И когда они подходили к костелу, Генрих сказал:
— Все это так, Якса, но если бы когда-нибудь ты мне помог, я бы тебя отблагодарил, и не только землей, о которой ты просишь.
— Весьма признателен вашей княжеской милости, — буркнул Якса.
Пока они дошли до монастыря, стемнело. В монастыре Яксу ждал гонец из Мехова: получено известие, что сын Яксы внезапно скончался в Праге от лихорадки. Это был у Яксы единственный сын. Тамплиеры собрались в трапезной помолиться о душе усопшего, но Якса велел седлать коней, чтобы немедленно мчаться в Мехов, хотя стояла непроглядная осенняя ночь. Генрих спросил гонца, нет ли вестей о Казимире, тот ответил, что нет.

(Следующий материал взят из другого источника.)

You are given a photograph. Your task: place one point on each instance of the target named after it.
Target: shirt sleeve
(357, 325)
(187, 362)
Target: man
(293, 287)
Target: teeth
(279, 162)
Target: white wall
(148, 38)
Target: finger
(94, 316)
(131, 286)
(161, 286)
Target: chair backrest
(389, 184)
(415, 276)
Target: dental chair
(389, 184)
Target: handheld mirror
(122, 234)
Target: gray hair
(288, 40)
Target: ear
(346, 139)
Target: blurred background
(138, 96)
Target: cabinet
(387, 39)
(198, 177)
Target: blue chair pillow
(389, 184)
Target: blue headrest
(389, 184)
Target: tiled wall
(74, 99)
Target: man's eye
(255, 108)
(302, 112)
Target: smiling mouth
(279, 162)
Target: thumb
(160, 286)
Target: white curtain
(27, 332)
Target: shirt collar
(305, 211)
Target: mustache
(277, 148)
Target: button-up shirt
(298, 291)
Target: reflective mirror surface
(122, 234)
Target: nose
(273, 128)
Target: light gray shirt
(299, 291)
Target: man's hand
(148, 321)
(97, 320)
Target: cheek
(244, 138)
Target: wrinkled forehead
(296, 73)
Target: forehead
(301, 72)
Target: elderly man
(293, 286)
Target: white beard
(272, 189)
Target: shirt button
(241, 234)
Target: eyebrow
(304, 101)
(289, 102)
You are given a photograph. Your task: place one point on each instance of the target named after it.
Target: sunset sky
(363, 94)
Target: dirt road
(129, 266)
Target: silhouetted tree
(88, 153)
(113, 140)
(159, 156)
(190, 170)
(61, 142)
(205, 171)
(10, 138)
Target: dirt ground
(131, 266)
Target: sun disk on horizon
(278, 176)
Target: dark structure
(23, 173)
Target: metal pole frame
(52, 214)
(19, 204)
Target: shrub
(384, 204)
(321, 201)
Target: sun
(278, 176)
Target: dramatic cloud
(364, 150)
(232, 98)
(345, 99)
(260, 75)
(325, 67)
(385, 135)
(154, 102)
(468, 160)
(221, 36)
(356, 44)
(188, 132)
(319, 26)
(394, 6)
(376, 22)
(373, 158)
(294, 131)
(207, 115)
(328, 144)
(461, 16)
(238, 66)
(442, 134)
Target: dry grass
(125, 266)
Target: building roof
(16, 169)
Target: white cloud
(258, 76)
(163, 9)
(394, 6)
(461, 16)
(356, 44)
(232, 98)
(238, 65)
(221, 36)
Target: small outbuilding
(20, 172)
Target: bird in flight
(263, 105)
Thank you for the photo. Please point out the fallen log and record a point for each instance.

На Яксу страшно было смотреть — так изменилось его лицо. Тамплиеры пели заунывные молитвы, а Генрих, выйдя во двор, прощался с несчастным отцом. У конюшни стояли слуги с факелами, красноватое пламя освещало часть двора, дальше все тонуло во мраке, словно страшная, черная стена внезапно встала вокруг Опатова. Генрих положил руки на плечи меховского пана, расцеловал его в обе щеки, от души сочувствуя его горю. Якса и его люди вскочили в седла, пришпорили коней и вмиг исчезли в непроницаемой тьме, как призраки в черной стене. И зачем Якса поехал? Нет уже его сына ни в Мехове, ни в Праге — нигде. Куда спешить? Что нового он узнает?
Генрих вернулся к тамплиерам и тоже начал молиться — торжественно и скорбно звучали их голоса, скромная трапезная как будто превратилась в храм.
Князь сандомирский пел вместе со всеми заупокойные молитвы, но мысли его были не о покойнике. Он чувствовал себя одиноким и никому не нужным. Пусть бы его постигло какое-нибудь несчастье, настоящее, глубокое горе, только бы жить, как все люди, только бы не стыла душа от холода, которым его леденит орденский плащ и бремя взятой на себя задачи. Но, увы, тепло простой человеческой жизни — недостижимая для него мечта! И он вспоминал песню, которую пел один из датских рыцарей, поселившихся в Сандомире: холодно и пусто в доме, где нет женщины; тоскливо рыцарю, если в долгую осеннюю ночь не может он склонить голову на женскую грудь. Эта песня все звучала в ушах Генриха, когда он шел в свою келью с глиняным полом. Он попросил Джорика провести с ним ночь и приказал слугам поддерживать огонь в камине. Однако заснул он не скоро и все время просыпался — будили петухи. Их пронзительное кукареканье врезалось в ночную тишину, как вопль тревоги. Генрих всякий раз просыпался, дрожа, и начинал прислушиваться, как все дальше, все глуше отзываются опатовские петухи. И страшно становилось Генриху от их крика, от холодного, сырого мрака, обступавшего его со всех сторон.
Утром он велел своим людям собираться в Сандомир. Там его встретила сиявшая от радости Гертруда — ей очень нравилось хозяйничать в таком богатом замке. Генрих несколько дней просидел дома, потом Ясько из Подлясья вдруг напал на него и кинжалом нанес легкую рану в спину. Никто не мог понять этого поступка, сам Ясько не проронил ни слова, выдержав жесточайшие пытки. Его казнили на городской площади, так ничего и не узнав. Генрих был в недоумении, но не захотел принимать никаких мер предосторожности. Он только повторял про себя слова Салах-ад-дина, поэта и вождя сарацин: «Их руки настигнут тебя и в далеком Сандомире». У Ясько и впрямь был такой вид, как будто его долгое время опаивали каким-то зельем — не гашишем ли?
И снова жизнь в Сандомире пошла, как обычно.